Lo psichiatra Hervey Cleckley nel 1941 fornì la prima descrizione clinica di tali pazienti descrivendoli come persone psicopatiche con comportamenti così caotici e così scarsamente in sintonia con le richieste della realtà e della società che è possibile inferire una psicosi al di là della facciata, anche se gli psicopatici sembrano capaci di rapportarsi superficialmente agli altri, sono del tutto irresponsabili in tutte le loro relazioni senza che vi sia una capacità empatica.
Il termine psicopatico in seguito cadde in disuso e fu sostituito col termine sociopatico, spostando quindi il focus dell’osservazione del conflitto, in cui si trova colui che è affetto da tale disturbo, dal gioco delle sue istanze psichiche alle dinamiche tra lui e il gruppo sociale di appartenenza.
Per arrivare al 1968 con la pubblicazione del Manuale statistico e diagnostico dell’American Psychiatric Association (DSM) che modifica significativamente la visione di Cleckley e conia il termine Disturbo Antisociale di Personalità, che vuole inquadrare l’insieme delle condotte pervasive di violazione dei diritti degli altri attraverso un modello multidisciplinare di tipo bio-psico-sociale.
Le persone con un disturbo antisociale mettono in atto comportamenti caotici e scarsamente in sintonia con le richieste della società; sono frequentemente disonesti e manipolativi per trarre profitto e gratificazioni personali. Persone che prendono decisioni seguendo solo l’impulso del momento, senza pensare alle possibili conseguenze che potrebbero avere per sé e per gli altri e dinanzi a conseguenze dannose hanno la tendenza a minimizzare o a mostrare indifferenza non provando senso di colpa.
Le caratteristiche principali del disturbo sono sintetizzabili in impulsività e aggressività, che possono essere innescate dal minimo conflitto e dalla minima frustrazione, senza che il pensiero possa e riesca ad esprimersi sull’agito.
Le persone antisociali hanno una visione del mondo personale e non interpersonale, non riescono a tenere in considerazione il punto di vista degli altri. E’ come se alzassero un muro dagli altri, che non permette loro di raggiungerli e mettersi nei panni altrui portandoli ad avere relazioni interpersonali transitorie, superficiali con un atteggiamento di fondo fatto di indifferenza e distacco, non curandosi di ciò che sta avvenendo e di ciò che gli altri pensano di loro.
Il comportamento sessuale di queste persone è spesso irresponsabile e utilitaristico senza che vi sia una salvaguardia della propria salute personale.
Inoltre chi soffre di una disturbo antisociale crede di essere speciale e di meritare dei favoritismi e facili gratificazioni. In apparenza può sembrare molto sicuro di sé, ma tale fiducia in sé non arriva da una valutazione positiva di sé, ma dalla diffidenza verso gli altri, quasi una sorta di protezione da un mondo percepito come danneggiante, umiliante e frustrante.
Le persone con un disturbo antisociale di personalità considerano i propri problemi come il risultato dovuto all’incapacità delle altre persone di accettarli o che vogliono limitare la loro libertà. Persone che spesso vivono un malessere personale, ma che non hanno la consapevolezza di aver un disturbo e di conseguenza non reputano necessario un intervento né farmacologico, né psicoterapeutico.

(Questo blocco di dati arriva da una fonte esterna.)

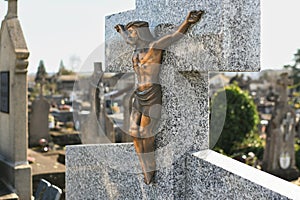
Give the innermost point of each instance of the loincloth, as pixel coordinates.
(148, 102)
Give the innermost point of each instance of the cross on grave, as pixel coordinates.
(226, 39)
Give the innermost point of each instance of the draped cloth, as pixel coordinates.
(148, 102)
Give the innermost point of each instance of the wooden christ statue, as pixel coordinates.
(147, 62)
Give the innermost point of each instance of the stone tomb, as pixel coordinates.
(14, 168)
(39, 123)
(226, 39)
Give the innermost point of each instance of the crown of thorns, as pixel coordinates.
(138, 24)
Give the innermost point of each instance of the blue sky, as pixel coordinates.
(64, 29)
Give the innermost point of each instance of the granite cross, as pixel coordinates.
(226, 39)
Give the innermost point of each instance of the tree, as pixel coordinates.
(241, 117)
(295, 69)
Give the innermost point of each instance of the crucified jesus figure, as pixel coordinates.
(147, 62)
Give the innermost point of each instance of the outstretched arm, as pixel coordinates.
(165, 41)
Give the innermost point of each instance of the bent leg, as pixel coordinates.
(145, 149)
(135, 122)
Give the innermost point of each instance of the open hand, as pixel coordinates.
(119, 28)
(194, 16)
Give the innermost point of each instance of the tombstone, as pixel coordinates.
(226, 39)
(279, 154)
(39, 121)
(15, 170)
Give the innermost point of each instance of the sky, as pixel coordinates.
(71, 30)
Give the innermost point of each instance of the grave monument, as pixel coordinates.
(14, 168)
(227, 39)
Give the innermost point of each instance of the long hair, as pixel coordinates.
(142, 29)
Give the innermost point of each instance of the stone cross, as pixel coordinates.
(226, 39)
(14, 167)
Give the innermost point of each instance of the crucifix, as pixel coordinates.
(224, 40)
(147, 61)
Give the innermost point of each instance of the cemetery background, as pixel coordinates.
(67, 126)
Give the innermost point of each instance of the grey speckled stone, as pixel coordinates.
(226, 39)
(94, 172)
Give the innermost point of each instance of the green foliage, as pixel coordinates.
(241, 118)
(295, 75)
(41, 73)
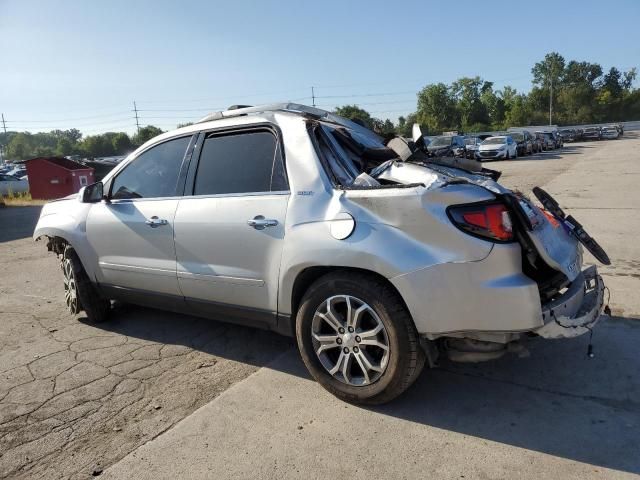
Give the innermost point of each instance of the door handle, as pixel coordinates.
(260, 223)
(154, 222)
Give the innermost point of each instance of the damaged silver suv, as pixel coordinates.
(377, 257)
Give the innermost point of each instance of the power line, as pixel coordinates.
(135, 109)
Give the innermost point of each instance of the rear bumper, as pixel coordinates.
(577, 310)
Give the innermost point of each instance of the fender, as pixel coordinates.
(67, 219)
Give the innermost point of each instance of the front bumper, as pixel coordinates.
(577, 311)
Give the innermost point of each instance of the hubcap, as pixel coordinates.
(350, 340)
(70, 286)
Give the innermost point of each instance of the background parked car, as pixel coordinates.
(538, 142)
(567, 134)
(10, 184)
(558, 139)
(472, 143)
(592, 133)
(501, 147)
(548, 141)
(447, 146)
(524, 142)
(611, 132)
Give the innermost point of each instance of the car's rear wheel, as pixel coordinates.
(357, 338)
(79, 292)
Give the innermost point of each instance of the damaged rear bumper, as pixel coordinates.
(577, 310)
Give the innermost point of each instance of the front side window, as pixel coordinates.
(244, 162)
(154, 173)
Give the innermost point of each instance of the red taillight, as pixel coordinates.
(489, 220)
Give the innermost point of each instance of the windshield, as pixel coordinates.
(494, 141)
(440, 142)
(518, 137)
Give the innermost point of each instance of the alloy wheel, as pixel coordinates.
(350, 340)
(70, 286)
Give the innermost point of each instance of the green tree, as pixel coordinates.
(467, 93)
(65, 147)
(20, 147)
(437, 108)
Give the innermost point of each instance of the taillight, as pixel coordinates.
(486, 220)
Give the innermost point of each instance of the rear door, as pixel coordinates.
(132, 233)
(229, 234)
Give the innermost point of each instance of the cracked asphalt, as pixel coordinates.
(150, 394)
(75, 398)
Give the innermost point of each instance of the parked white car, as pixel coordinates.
(610, 133)
(498, 148)
(10, 184)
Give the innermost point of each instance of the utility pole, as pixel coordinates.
(551, 100)
(135, 110)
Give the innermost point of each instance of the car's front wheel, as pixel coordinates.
(79, 293)
(357, 338)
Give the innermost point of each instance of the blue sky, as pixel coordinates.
(82, 63)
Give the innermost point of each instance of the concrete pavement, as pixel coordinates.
(553, 415)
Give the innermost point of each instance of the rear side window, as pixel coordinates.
(240, 163)
(154, 173)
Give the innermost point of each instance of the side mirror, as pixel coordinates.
(92, 193)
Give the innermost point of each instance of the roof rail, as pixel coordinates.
(273, 107)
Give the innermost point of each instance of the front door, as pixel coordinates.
(132, 233)
(229, 235)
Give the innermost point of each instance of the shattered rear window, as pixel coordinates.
(350, 153)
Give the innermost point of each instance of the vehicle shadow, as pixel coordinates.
(557, 401)
(226, 340)
(18, 222)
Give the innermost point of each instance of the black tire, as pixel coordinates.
(88, 298)
(405, 358)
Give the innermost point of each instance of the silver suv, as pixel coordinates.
(377, 257)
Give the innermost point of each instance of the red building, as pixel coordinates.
(56, 177)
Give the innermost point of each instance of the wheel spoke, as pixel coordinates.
(368, 363)
(365, 370)
(327, 342)
(338, 365)
(356, 315)
(375, 343)
(371, 334)
(346, 368)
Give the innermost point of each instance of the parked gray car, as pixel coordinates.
(375, 257)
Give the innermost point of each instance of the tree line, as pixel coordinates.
(25, 145)
(580, 92)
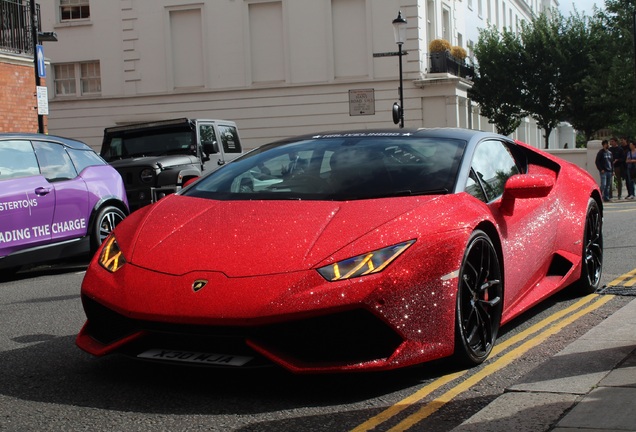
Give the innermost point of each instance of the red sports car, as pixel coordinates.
(346, 251)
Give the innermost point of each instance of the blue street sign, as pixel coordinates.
(40, 58)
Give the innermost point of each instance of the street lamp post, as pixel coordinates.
(36, 37)
(399, 31)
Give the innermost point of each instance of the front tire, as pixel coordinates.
(479, 301)
(107, 219)
(592, 255)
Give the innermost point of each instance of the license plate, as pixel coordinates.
(195, 357)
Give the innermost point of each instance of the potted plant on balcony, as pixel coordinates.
(458, 55)
(439, 50)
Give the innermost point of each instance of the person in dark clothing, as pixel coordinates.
(604, 164)
(619, 161)
(629, 181)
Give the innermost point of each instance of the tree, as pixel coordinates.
(498, 56)
(590, 101)
(542, 78)
(618, 20)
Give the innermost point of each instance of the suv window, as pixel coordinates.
(17, 160)
(55, 163)
(229, 139)
(492, 165)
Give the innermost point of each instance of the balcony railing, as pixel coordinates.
(443, 62)
(15, 26)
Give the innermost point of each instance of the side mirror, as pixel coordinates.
(396, 112)
(190, 181)
(525, 186)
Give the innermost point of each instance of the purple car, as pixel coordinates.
(58, 199)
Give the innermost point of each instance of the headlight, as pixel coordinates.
(369, 263)
(146, 175)
(111, 258)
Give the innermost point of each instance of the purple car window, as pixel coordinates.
(17, 160)
(55, 163)
(84, 158)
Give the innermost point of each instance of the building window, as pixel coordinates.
(77, 79)
(74, 10)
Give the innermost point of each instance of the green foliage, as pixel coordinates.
(439, 45)
(497, 94)
(542, 79)
(578, 69)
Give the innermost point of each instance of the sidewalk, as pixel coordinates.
(589, 386)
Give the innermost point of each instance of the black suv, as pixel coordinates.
(157, 158)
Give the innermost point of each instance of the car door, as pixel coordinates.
(27, 199)
(527, 240)
(70, 219)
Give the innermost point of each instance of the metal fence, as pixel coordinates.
(15, 26)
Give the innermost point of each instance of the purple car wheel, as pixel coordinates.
(105, 222)
(479, 301)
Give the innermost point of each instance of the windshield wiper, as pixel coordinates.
(408, 192)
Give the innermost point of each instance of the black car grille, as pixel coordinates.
(339, 338)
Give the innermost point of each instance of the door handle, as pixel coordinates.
(42, 191)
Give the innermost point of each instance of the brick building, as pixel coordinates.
(18, 102)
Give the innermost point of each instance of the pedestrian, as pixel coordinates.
(605, 164)
(630, 171)
(619, 162)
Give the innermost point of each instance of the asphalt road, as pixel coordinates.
(47, 384)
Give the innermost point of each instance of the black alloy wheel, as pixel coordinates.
(592, 257)
(479, 301)
(105, 222)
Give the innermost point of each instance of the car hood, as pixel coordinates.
(154, 161)
(181, 234)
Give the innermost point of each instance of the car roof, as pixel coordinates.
(469, 135)
(69, 142)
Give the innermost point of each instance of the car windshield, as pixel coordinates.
(338, 167)
(148, 144)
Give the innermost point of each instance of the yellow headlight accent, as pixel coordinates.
(111, 258)
(369, 263)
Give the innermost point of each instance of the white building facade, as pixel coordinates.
(275, 67)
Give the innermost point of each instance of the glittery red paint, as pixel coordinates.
(258, 260)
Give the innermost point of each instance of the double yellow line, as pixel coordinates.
(541, 331)
(626, 280)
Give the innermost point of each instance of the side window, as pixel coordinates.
(55, 163)
(17, 160)
(84, 158)
(229, 139)
(492, 165)
(206, 134)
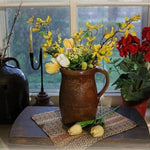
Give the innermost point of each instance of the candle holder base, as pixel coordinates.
(42, 99)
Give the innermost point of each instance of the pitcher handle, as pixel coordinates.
(12, 59)
(100, 93)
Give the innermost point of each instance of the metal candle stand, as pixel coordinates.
(42, 98)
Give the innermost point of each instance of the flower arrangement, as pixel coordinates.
(134, 68)
(81, 52)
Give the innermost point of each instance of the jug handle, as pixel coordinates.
(100, 93)
(14, 59)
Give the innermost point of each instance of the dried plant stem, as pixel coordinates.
(11, 31)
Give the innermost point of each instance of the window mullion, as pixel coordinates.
(2, 26)
(73, 16)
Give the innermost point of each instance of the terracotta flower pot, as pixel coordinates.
(78, 97)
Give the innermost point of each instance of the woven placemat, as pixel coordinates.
(50, 123)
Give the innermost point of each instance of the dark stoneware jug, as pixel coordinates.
(14, 90)
(78, 96)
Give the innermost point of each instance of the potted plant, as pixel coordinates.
(134, 70)
(78, 58)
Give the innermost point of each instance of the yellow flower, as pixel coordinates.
(109, 35)
(78, 36)
(96, 27)
(97, 131)
(68, 43)
(30, 19)
(35, 29)
(75, 129)
(63, 60)
(49, 34)
(51, 67)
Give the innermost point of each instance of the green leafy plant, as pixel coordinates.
(134, 66)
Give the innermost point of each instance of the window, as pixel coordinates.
(67, 16)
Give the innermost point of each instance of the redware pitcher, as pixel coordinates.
(78, 97)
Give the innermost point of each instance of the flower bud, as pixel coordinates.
(63, 60)
(75, 129)
(97, 131)
(68, 43)
(51, 67)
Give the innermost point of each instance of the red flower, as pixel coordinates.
(129, 45)
(145, 47)
(146, 33)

Vi è la possibilità che abbiano sperimentato e siano state consapevoli di un vissuto di frustrazione, ansia e angoscia che fa pensare vi possa essere la presenza anche solo minima di un possibile senso di dovere con norme realistiche e condivisibili.
Un possibile lavoro terapeutico focalizzato sul “qui ed ora” con l’incoraggiamento a pensare, ogni volta che il paziente prova un impulso, ai possibili effetti dei suoi comportamenti: interporre il pensiero tra impulso e azione, per riuscire ad avere un contatto con le proprie emozioni e i propri stati interiori.
Un processo terapeutico lento in cui la persona antisociale vive l’esperienza come una minaccia al proprio Sé grandioso e i terapeuti devono essere consapevoli e pronti a tali resistenze, comprendendo che la coesione interna del paziente dipende da un concetto di Sé grandioso (Reid, 1985) e il terapeuta per anche lunghi periodi può sentirsi paralizzato da minacce manifeste o nascoste da parte del paziente (Kernberg, 1984).
Tuttavia, nonostante le difficoltà, i pazienti con un disturbo antisociale possono trarre qualche giovamento da un trattamento psicoterapeutico di media-lunga durata, che possa aiutarli a regolare i propri impulsi, riscoprire le proprie emozioni anche quelle positive e abbassare quel muro, che non permette loro di avvicinarsi all’Altro e di sviluppare empatia.